Safety and cleanliness aren’t bad things, of course. But there’s something I love about imperfect places. They’re more interesting. They have more character. They have more history. Birmingham—or any city in Alabama—will never be voted the planet’s top town, of course. But after a week in the sun, I’ll be glad to be home.
The Truman Show is now streaming on Kanopy and Hoopla, and it’s available to rent elsewhere.
Have I always been not a beach person by nature? Or have nearly 40 years of regular beach trips spoiled me and turned me into a person who prefers lakes and mountains and cities? Who’s to say?
Knowing what I now know about filmmaking, I’m not sure these signs explicitly stated “The Truman Show: A Paramount Pictures Production” or anything like that. But if it wasn’t explicit, it was pretty easy to figure out. I mean, Jim Carrey was there.

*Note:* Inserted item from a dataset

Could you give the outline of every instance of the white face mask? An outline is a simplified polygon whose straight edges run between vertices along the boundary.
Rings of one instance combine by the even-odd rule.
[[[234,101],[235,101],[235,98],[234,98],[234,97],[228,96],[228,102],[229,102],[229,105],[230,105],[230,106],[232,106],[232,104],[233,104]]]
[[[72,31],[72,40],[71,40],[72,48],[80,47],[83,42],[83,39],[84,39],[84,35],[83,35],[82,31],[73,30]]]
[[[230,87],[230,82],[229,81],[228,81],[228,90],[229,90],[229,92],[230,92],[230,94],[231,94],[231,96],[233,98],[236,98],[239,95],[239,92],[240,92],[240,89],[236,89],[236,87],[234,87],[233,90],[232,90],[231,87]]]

This sign reminds me a lot of a real one that I pass every time I cross back over the Alabama state line: “Hurry Back to the Free State of Florida.” What’s so free about your state, guys?
Against Me! is also Floridacore, but in a different way.
I am very excited about Reptilia! Speaking of Kirsten Dunst and Florida, though, I have to plug the very underrated series On Becoming a God in Central Florida. A tragic casualty of COVID-19. (Oscar winner Daniel Scheinert directed an episode!)
We live about 10 minutes away from Seaside. Great writing!
A subset of the films you call Floridacore I’ve been tagging on Letterboxd as Tampa Sleaze. I think I prefer your term!